Démembrement de propriété, à quoi ça sert ?
Le droit de propriété, tel que défini par l’article 544 du Code civil, confère à son titulaire la pleine jouissance d’un bien, c’est-à-dire le droit d’en user, d’en percevoir les fruits et d’en disposer. Toutefois, ce droit peut être scindé en deux composantes distinctes : l’usufruit et la nue-propriété. Cette opération, appelée démembrement de propriété, est au cœur de nombreuses stratégies patrimoniales et fiscales.
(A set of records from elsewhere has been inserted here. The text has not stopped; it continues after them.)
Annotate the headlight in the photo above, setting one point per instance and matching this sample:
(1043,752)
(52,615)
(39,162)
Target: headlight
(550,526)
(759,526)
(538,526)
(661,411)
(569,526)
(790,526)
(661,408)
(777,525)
En pratique, le démembrement est utilisé aussi bien pour préparer une succession que pour optimiser un investissement immobilier ou encore pour réduire l’assiette taxable à l’IFI. L’actualité fiscale récente lui donne une importance renouvelée : la loi de finances 2025 a introduit des ajustements significatifs, notamment en matière de plus-values immobilières, de location meublée et de TVA applicable à la location courte durée
Les fondements juridiques du démembrement de propriété
Définition et cadre légal
Le démembrement repose sur une séparation des attributs de la propriété :
● L’usufruit (art. 578 C. civ.) confère le droit d’utiliser le bien et d’en percevoir les revenus. L’usufruitier peut habiter le logement ou en percevoir les loyers.
● La nue-propriété représente le droit de disposer du bien, mais sans jouissance immédiate. Le nu-propriétaire récupère la pleine propriété à l’extinction de l’usufruit.
● La pleine propriété résulte de la réunion de ces deux droits.
Le démembrement est souvent mis en place par donation ou succession, mais peut aussi résulter d’un investissement immobilier (notamment dans les résidences gérées).
Typologies de démembrement
On distingue deux grandes formes :
● Le démembrement viager, qui prend fin au décès de l’usufruitier.
● Le démembrement temporaire, limité à une durée déterminée (ex. 15 ans).
Il existe également le quasi-usufruit, qui concerne les biens consomptibles (liquidités, valeurs mobilières). L’usufruitier peut en disposer librement, mais il doit restituer une valeur équivalente à l’extinction. Ce mécanisme a été renforcé par l’article 774 bis du CGI (loi de finances 2024), toujours applicable en 2025.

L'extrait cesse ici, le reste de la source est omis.